Just four of the 400 best universities listed in the Times Higher Education ranking are Latin American. Although a list does not fully reflect the complexity of the university environment in the region, it does suggest that challenges remain for improving the quality of higher education.
According to Wendy Cunningham, a specialist in labor economics and youth development at the World Bank, there are excellent universities in the region, but also too many of low quality that “promise students a future they cannot deliver.”
According to the International Labour Organization, some eight million Latin American youth are unemployed and another 27 million have informal employment. Six of every 10 employed youth in the region work in the informal market.

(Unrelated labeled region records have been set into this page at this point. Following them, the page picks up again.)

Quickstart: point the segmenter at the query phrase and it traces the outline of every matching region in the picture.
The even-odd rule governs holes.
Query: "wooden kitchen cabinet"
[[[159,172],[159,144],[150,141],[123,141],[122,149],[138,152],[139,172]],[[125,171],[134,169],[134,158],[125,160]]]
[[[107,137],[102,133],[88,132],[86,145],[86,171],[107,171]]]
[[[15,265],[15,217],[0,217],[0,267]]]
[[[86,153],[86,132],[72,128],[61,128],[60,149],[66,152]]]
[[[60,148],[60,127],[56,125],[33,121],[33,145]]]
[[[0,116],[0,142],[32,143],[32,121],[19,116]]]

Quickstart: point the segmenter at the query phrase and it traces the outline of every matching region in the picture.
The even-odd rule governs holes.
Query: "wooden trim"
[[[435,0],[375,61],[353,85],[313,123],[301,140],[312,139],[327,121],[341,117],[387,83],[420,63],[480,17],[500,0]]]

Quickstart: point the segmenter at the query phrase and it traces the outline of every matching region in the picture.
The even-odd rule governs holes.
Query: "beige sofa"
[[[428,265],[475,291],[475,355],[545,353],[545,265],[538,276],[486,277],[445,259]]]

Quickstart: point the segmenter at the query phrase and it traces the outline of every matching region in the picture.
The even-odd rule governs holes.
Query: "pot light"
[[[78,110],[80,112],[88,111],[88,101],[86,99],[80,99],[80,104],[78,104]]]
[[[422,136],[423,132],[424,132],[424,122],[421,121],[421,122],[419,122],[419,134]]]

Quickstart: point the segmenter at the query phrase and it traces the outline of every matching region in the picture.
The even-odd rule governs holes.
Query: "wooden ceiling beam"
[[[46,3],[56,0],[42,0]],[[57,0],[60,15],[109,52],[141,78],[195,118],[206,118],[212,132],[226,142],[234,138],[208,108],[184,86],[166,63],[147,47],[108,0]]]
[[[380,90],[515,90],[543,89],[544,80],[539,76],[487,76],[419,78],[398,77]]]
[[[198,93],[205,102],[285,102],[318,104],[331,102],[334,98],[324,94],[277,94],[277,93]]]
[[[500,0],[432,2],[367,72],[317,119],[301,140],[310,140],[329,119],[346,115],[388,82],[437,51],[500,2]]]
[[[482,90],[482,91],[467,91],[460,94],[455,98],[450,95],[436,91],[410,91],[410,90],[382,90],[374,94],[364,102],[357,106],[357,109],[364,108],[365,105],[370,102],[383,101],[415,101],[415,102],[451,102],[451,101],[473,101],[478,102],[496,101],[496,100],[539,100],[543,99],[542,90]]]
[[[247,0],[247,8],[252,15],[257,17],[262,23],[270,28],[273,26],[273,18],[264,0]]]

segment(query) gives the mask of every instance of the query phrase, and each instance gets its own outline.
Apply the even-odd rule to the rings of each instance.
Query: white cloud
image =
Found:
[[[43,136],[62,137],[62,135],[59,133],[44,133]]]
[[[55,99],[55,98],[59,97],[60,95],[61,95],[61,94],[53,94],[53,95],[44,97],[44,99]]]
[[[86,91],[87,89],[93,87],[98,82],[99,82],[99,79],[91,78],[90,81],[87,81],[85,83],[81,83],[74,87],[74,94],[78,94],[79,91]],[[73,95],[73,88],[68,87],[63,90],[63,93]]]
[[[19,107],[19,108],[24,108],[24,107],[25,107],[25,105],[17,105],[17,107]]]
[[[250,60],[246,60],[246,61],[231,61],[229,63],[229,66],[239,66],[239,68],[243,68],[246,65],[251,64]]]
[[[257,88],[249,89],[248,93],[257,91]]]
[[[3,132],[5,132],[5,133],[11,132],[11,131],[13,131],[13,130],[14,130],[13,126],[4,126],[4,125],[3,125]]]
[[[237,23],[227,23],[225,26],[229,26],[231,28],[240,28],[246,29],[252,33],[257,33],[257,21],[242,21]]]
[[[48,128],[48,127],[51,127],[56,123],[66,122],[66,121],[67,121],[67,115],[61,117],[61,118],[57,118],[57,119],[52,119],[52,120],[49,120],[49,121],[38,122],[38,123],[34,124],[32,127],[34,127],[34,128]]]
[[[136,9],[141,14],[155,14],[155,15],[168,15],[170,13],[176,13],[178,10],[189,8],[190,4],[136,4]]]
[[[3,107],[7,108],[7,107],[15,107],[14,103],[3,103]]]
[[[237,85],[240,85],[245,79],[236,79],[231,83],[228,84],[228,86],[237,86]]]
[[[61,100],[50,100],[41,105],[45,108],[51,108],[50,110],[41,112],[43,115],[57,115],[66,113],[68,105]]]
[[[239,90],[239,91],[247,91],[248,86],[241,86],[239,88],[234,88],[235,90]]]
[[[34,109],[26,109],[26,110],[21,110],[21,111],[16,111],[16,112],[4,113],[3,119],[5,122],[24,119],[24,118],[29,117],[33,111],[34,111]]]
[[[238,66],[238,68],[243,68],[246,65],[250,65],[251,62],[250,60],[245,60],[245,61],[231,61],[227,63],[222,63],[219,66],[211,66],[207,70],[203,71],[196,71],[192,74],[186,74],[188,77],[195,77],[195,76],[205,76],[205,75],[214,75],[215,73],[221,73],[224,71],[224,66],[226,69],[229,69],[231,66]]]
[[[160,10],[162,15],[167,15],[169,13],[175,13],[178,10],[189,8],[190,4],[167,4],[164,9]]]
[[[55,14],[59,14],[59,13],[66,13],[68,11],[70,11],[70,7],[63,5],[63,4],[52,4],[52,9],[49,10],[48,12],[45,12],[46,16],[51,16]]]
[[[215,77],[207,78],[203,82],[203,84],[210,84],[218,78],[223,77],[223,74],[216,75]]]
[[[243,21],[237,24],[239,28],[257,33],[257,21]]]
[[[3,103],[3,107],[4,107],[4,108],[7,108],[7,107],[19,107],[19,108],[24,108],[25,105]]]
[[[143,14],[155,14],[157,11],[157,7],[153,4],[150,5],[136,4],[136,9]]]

Nearly 42% of Latin American young people access higher education. So the question is, what skills should universities teach to enable graduates to find formal employment in Latin America? Wendy Cunningham responds below:
Question: Are Latin American universities actually preparing young people for employment?
Response: There are some world-class universities that prepare students for the modern world of work in different fields. However, there are too many low-quality universities that promise their future students something they cannot deliver. Many of these universities are not connected to the world of work and offer study programs that are not in demand or teach skills that do not meet market standards. Unfortunately, too many students of these universities graduate with an enormous financial debt and few additional skills that would enable them to work and repay that debt.
Q: What are the obstacles Latin American youth face when looking for work?
R: First, more than half of employers – statistics vary by country– find new employees through friends in the same industry or through their own workers. The result is that the job is often not an ideal match for the young person’s skills and interests.
Second, employers often prefer to hire workers with job experience. Young people do not have an employment history to demonstrate their skills, which makes it riskier for employers to hire them.
Finally, many young people enter the labor market at the same time. At the end of the school year, graduates flood the labor market, which does not follow the same calendar. It takes time for the labor market to absorb recent graduates.
Q: What skills do young people often lack, according to employers?
R: A global analysis of the skills most in demand by employers shows that they most value high-level socio-emotional and cognitive skills. The skills most often mentioned are teamwork, honesty, punctuality, problem-solving and the ability to work independently. The results were the same regardless of the industry, the nature of the job, the employers’ skill level, the modernity of the company or the region of the world.